So the borrow only ends when space
is dropped. Just as rustc
tells you.
(*) This actually protect you from doing a lot of ugly stuff, which include for
example removing an Asteroid
from the new_asteroids
vector. If you were to
be able to do that, asteroids
would then contain dangling references.
Solution 1: Use unsafe
Screw lifetimes. Let me do what I want to do.
Using unsafe
will, in appearance, solve the issue:
impl<'a> Space<'a> {
fn create_asteroid(&mut self) {
let new_asteroid = Asteroid { name: "NEW" };
self.new_asteroids.push(new_asteroid);
let new_asteroid = self.new_asteroids.last().unwrap() as *const Asteroid;
self.asteroids.push(unsafe { &*new_asteroid });
}
}
We are here basically coercing the lifetime of the pointer to an object inside
new_asteroids
to 'a
.
YOU MUST MAKE SURE THAT THE INTERFACE PROVIDED WILL BE SAFE!

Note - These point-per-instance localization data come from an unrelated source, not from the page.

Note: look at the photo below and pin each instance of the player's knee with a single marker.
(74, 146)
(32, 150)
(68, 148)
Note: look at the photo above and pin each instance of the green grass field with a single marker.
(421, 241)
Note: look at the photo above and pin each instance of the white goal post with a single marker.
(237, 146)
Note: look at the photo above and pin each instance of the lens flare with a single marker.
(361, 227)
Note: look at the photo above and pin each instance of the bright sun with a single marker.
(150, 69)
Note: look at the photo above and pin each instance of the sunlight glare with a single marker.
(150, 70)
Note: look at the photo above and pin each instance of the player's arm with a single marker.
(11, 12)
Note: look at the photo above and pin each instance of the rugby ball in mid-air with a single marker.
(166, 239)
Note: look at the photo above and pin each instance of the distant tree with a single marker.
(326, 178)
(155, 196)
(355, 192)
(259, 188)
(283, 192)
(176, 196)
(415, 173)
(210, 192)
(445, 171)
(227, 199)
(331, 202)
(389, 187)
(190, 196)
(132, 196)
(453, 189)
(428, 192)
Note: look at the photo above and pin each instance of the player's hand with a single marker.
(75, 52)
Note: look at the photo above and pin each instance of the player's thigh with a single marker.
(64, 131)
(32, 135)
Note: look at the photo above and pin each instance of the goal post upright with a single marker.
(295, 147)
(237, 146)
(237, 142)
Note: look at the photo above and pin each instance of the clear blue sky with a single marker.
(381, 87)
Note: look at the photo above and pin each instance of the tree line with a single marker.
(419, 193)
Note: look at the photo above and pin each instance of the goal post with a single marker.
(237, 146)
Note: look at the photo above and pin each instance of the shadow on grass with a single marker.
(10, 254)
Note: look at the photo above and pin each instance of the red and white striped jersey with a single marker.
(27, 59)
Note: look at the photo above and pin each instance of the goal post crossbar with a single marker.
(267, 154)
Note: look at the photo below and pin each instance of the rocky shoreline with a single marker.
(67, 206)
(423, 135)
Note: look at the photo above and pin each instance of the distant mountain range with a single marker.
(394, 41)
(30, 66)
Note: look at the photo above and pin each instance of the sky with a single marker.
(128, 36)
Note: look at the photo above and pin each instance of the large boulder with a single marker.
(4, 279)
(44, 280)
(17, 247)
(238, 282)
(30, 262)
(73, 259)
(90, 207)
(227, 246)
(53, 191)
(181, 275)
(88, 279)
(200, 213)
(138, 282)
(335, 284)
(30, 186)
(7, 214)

If another developer were to destroy any instance of Asteroid
inside
self.new_asteroids
(with somethink like
Vec::clear),
this would result in undefined behavior the next time the vector
self.asteroids
is used.
Solution 2: Use std::borrow::Cow
Now, we could use Cow
, so that asteroids
contain both borrowed and owned
values. Cow
allows to encapsulate a piece of data why may or may not be owned.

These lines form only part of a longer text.